S.1721 - Intelligence Oversight Act of 1988100th Congress (1987-1988)
|Sponsor:||Sen. Cohen, William S. [R-ME] (Introduced 09/25/1987)|
|Committees:||Senate - Intelligence|
|Committee Reports:||S.Rept 100-276|
|Latest Action:||03/16/1988 Message on Senate action sent to the House. (All Actions)|
|Roll Call Votes:||There have been 4 roll call votes|
This bill has the status Passed Senate
Here are the steps for Status of Legislation:
- Passed Senate
Summary: S.1721 — 100th Congress (1987-1988)All Information (Except Text)
(Measure passed Senate, amended, roll call #52 (71-19))
Passed Senate amended (03/15/1988)
Intelligence Oversight Act of 1988 - Amends the Foreign Assistance Act of 1961 to repeal provisions prohibiting the use of funds by or on behalf of the Central Intelligence Agency (CIA) for covert action (special activities) in the absence of a presidential finding that such action is important for national security.
Amends the National Security Act of 1947 to require the President to ensure that the Senate Select Committee on Intelligence and the House Permanent Select Committee on Intelligence (intelligence committees) are kept fully and currently informed of the intelligence activities of the United States, including any significant anticipated intelligence activities. (Current law imposes such duties on the Director of Central Intelligence (DCI) and agency heads but not on the President.) Specifies that such requirement shall not be construed as: (1) requiring the approval of the intelligence committees to initiate such activities; or (2) limiting the President's powers conferred by the Constitution to initiate such activities.
Requires the President to ensure that any illegal intelligence activity is reported to the intelligence committees, as well as any corrective action taken or planned in connection with such illegal activity. (Current law imposes this duty only on the DCI and agency heads, subject to certain conditions.)
Provides statutory authority for the President to authorize special activities only when he determines such activities are necessary to support U.S. foreign policy objectives and are important to national security. (Current law does not provide express statutory authorization for special activities.) Requires that such determination be set forth in a finding that meets the following conditions: (1) each finding must be in writing, unless immediate action is required and time does not permit a written finding (in which case a written record of the President's decision would have to be contemporaneously made and reduced to a written finding as soon as possible but not later than 48 hours after the decision is made); (2) each finding must specify each Government entity authorized to fund or otherwise participate significantly in such special activities; and (3) each finding must specify any third party not subject to Government regulations who will be used to fund or otherwise participate in a special activity.
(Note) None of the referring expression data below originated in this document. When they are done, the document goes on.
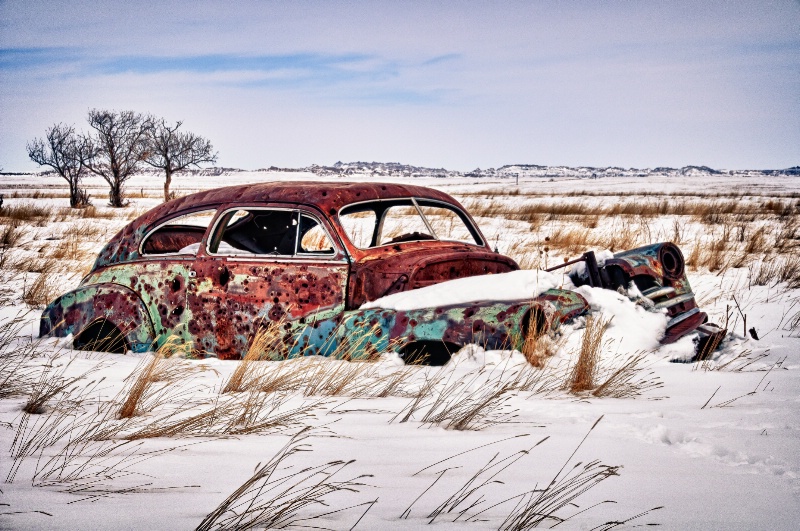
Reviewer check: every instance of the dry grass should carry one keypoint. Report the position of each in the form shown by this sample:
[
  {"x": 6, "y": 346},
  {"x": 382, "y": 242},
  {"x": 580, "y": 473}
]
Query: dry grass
[
  {"x": 474, "y": 401},
  {"x": 582, "y": 377},
  {"x": 471, "y": 502},
  {"x": 276, "y": 494},
  {"x": 266, "y": 342},
  {"x": 42, "y": 290},
  {"x": 155, "y": 369},
  {"x": 27, "y": 212},
  {"x": 629, "y": 379}
]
Prohibits a finding from: (1) authorizing any action which violates the Constitution or any statutes of the United States; (2) authorizing or sanctioning special activities which have already occurred; or (3) authorizing any action intended to influence U.S. political processes, public opinion policies, or media.
Requires the President to ensure that any such finding be reported to the intelligence committees as soon as possible, but no later than 48 hours after it has been signed. Allows the President, on occasions when time is of the essence, to direct that special activities be initiated prior to reporting such activities to the intelligence committees, provided that notice is provided to the intelligence committees as soon as possible but in no event later than 48-hours after the finding authorizing such activities is signed or the determination to conduct such activities is made.
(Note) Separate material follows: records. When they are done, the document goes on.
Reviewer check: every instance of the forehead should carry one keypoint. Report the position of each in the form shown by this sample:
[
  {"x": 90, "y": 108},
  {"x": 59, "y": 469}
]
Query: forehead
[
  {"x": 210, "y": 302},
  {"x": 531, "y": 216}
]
Allows the President, in extraordinary circumstances, to limit the reporting of such findings or determinations to the chairmen and ranking minority members of the intelligence committees, the Speaker and minority leader of the House of Representatives, and the majority and minority leaders of the Senate, but requires that he provide a statement of the reasons for limiting access. Authorizes the President to limit the reporting of findings or determinations to the Speaker and the minority leader of the House of Representatives and the majority and minority leaders of the Senate when he determines that the risk of disclosure constitutes a grave risk to vital U.S. security interests, but requires that he provide a monthly statement explaining why notice to the intelligence committees is not being provided. Subjects such information to the provisions of S. Res. 400, 94th Congress and to rule XLVII of the Rules of the House of Representatives (which restricts the disclosure of covert operation information).
Requires the President to promptly notify the intelligence committees or, if applicable, the Members of Congress specified of any significant change in any previously-approved special activities.
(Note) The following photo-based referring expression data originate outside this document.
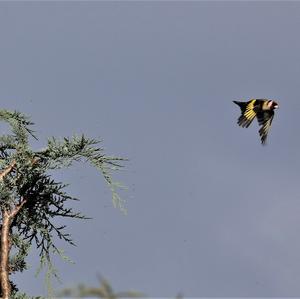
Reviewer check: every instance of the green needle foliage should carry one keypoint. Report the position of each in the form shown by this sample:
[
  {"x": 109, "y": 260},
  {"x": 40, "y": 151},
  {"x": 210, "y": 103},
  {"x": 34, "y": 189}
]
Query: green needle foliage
[{"x": 32, "y": 198}]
Defines "special activity" to mean: (1) any operation of the Central Intelligence Agency conducted in foreign countries, other than activities intended solely for obtaining necessary intelligence; and (2) any activity conducted by any Government entity in support of national foreign policy objectives abroad which is planned and executed so that the Government's role is not apparent or acknowledged publicly, excluding diplomatic activities or the collection and production of intelligence or related support activities.
Prohibits the use of U.S. funds for any special activity unless and until a presidential finding has been signed or otherwise issued in accordance with this Act.